# arbitrary_style_transfer
**Repository Path**: xiajw06/arbitrary_style_transfer
## Basic Information
- **Project Name**: arbitrary_style_transfer
- **Description**: Fast Neural Style Transfer with Arbitrary Style using AdaIN Layer - Based on Huang et al. "Arbitrary Style Transfer in Real-time with Adaptive Instance Normalization"
- **Primary Language**: Unknown
- **License**: MIT
- **Default Branch**: master
- **Homepage**: None
- **GVP Project**: No
## Statistics
- **Stars**: 0
- **Forks**: 0
- **Created**: 2020-01-13
- **Last Updated**: 2020-12-19
## Categories & Tags
**Categories**: Uncategorized
**Tags**: None
## README
# Arbitrary-Style-Transfer
Arbitrary-Style-Per-Model Fast Neural Style Transfer Method
## Description
Using an Encoder-AdaIN-Decoder architecture - Deep Convolutional Neural Network as a Style Transfer Network (STN) which can receive two arbitrary images as inputs (one as content, the other one as style) and output a generated image that recombines the content and spatial structure from the former and the style (color, texture) from the latter without re-training the network. The STN is trained using MS-COCO dataset (about 12.6GB) and WikiArt dataset (about 36GB).

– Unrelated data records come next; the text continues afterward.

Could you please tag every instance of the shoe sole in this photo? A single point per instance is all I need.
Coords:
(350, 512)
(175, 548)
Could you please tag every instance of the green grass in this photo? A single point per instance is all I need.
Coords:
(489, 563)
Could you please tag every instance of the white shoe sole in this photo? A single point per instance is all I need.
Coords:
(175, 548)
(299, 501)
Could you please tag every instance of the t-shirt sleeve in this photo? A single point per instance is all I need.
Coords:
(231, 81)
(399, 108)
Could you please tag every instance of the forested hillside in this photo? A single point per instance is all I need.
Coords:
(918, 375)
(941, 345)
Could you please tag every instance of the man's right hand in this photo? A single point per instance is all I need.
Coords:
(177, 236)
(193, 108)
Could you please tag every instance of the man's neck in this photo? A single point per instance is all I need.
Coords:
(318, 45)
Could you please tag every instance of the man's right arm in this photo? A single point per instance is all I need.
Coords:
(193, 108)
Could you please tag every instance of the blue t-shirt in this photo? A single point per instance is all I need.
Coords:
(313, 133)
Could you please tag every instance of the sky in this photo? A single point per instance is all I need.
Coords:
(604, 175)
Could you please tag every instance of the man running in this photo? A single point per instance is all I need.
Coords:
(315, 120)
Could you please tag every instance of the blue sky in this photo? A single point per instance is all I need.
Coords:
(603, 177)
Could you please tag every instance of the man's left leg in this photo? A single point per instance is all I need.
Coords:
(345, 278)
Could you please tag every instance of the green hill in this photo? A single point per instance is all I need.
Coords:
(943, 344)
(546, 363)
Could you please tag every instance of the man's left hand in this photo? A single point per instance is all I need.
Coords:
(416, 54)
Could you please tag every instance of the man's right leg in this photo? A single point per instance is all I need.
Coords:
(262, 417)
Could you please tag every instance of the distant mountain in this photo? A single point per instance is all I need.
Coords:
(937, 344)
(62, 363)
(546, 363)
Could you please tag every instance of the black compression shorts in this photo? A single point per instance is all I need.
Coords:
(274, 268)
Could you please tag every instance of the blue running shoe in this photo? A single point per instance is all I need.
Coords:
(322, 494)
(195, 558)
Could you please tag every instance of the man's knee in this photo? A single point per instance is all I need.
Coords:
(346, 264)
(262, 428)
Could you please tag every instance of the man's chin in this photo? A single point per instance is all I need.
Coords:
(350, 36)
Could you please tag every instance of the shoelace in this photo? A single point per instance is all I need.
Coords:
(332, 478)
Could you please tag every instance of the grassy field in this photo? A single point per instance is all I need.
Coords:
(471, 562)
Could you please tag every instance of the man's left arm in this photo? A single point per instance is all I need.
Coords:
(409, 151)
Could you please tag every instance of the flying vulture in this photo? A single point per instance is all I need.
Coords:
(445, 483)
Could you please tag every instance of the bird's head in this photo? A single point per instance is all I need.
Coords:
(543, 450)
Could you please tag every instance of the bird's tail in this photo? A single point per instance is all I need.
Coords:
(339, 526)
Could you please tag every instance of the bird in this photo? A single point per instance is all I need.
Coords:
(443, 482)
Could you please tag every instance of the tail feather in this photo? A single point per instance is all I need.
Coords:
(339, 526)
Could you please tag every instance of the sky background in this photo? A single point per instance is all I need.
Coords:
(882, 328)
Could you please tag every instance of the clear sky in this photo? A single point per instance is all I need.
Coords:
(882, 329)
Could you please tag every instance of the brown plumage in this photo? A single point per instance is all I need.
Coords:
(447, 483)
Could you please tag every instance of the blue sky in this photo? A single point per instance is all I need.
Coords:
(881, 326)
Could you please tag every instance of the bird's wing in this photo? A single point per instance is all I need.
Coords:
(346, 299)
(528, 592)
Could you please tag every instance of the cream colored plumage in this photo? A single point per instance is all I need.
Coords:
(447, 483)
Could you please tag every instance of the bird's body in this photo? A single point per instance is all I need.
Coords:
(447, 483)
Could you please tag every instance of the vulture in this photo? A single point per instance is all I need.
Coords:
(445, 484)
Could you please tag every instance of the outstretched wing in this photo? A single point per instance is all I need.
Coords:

This code is based on Huang et al. [Arbitrary Style Transfer in Real-time with Adaptive Instance Normalization](https://arxiv.org/pdf/1703.06868.pdf) *(ICCV 2017)*

System overview. Picture comes from Huang et al. original paper. The encoder is a fixed VGG-19 (up to relu4_1) which is pre-trained on ImageNet dataset for image classification. We train the decoder to invert the AdaIN output from feature spaces back to the image spaces.
## Prerequisites
- [Pre-trained VGG19 normalised network](https://s3.amazonaws.com/xunhuang-public/adain/vgg_normalised.t7) (MD5 `c637adfa9cee4b33b59c5a754883ba82`)
I have provided a convertor in the `tool` folder. It can extract kernel and bias from the torch model file (.t7 format) and save them into a npz file which is easier to process via NumPy.
Or you can simply download my pre-processed file:
[Pre-trained VGG19 normalised network npz format](https://s3-us-west-2.amazonaws.com/wengaoye/vgg19_normalised.npz) (MD5 `c5c961738b134ffe206e0a552c728aea`)
- [Microsoft COCO dataset](http://msvocds.blob.core.windows.net/coco2014/train2014.zip)
- [WikiArt dataset](https://www.kaggle.com/c/painter-by-numbers)
## Trained Model
You can download my trained model from [here](https://s3-us-west-2.amazonaws.com/wengaoye/arbitrary_style_model_style-weight-2e0.zip) which is trained with style weight equal to 2.0
Or you can directly use `download_trained_model.sh` in the repo.
## Manual
- The main file `main.py` is a demo, which has already contained training procedure and inferring procedure (inferring means generating stylized images).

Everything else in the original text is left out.